TF-IDF is giving same score for different to_list
ashutosh486 opened this issue · comments
Hi,
I am observing that tf-idf is givng exact match for terms that are not exact matches.
For eg:
test_tolist = ["k testtext", "testtext", "x testtext", "j testtext", "i q testtext"]
test_fromlist = ["i testtext"]
test_model = TFIDF(n_gram_range=(2,5), min_similarity=0, top_n = 5, model_id = "tfidf_test")
PolyFuzz(test_model).match(test_fromlist, test_tolist).get_matches()
Output:
From | To | Similarity | To_2 | Similarity_2 | To_3 | Similarity_3 | To_4 | Similarity_4 | To_5 | Similarity_5 | |
---|---|---|---|---|---|---|---|---|---|---|---|
0 | i testtext | i q testtext | 1 | j testtext | 1 | x testtext | 1 | testtext | 1 | k testtext | 1 |
Explanation:
Here i testtext is being exactly matched to "x testtext" and others even though there is a difference.
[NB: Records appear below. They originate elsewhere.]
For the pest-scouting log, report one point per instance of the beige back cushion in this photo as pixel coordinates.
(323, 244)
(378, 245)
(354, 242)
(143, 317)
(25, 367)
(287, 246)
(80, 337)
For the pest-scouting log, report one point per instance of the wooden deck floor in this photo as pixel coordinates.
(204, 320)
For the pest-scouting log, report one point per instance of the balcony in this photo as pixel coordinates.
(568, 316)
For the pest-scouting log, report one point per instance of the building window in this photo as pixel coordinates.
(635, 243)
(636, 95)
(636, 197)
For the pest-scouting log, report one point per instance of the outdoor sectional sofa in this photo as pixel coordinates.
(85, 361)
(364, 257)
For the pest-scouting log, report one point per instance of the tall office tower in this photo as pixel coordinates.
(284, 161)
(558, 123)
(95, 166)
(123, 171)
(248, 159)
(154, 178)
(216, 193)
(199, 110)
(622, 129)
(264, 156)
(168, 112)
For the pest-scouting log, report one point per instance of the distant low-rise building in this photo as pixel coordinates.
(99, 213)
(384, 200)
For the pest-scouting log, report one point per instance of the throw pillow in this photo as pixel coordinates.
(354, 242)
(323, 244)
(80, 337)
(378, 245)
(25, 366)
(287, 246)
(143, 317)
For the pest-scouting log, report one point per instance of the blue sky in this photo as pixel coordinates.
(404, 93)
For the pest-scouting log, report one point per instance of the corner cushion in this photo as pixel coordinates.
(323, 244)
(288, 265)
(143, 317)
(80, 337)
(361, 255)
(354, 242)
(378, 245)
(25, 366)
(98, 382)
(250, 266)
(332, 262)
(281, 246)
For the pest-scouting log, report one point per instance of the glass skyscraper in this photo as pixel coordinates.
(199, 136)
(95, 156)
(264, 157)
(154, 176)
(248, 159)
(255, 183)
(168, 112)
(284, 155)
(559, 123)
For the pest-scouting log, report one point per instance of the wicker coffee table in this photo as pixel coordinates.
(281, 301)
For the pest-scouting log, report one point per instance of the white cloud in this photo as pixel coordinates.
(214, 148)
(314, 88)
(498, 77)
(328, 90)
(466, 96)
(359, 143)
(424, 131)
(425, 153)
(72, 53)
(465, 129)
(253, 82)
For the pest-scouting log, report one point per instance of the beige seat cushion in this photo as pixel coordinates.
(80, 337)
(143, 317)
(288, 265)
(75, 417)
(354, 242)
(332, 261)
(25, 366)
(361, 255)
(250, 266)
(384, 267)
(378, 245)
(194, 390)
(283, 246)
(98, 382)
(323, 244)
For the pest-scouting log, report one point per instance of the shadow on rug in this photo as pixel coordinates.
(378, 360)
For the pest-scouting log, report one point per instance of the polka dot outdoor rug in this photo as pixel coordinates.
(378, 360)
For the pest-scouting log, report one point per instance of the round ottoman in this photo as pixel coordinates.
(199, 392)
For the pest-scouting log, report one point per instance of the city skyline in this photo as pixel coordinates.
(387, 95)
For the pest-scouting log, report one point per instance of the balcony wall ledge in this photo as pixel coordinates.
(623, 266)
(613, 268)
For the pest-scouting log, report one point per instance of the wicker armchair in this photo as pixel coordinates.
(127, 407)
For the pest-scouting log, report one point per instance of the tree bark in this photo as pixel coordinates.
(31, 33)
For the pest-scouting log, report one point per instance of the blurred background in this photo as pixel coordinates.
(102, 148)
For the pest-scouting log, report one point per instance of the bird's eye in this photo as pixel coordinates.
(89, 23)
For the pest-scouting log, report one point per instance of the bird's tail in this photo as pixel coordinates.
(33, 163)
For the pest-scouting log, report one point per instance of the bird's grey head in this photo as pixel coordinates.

I also tested the same on RapidFuzz with scorer as fuzz.ratio and it is giving required result.
I am assuming the scorer in TF-IDF is set to partial_token_ratio as RapidFuzz is also giving same result.
That is correct. This implementation of the TF-IDF similarity measure removes n-grams that have whitespaces in them in order to prevent RAM issues when analyzing large datasets:
PolyFuzz/polyfuzz/models/_tfidf.py
Line 130 in b26638f
If you do want that for your dataset, you can remove that line yourself and create a TF-IDF vectorizer with your own custom settings according to documentation.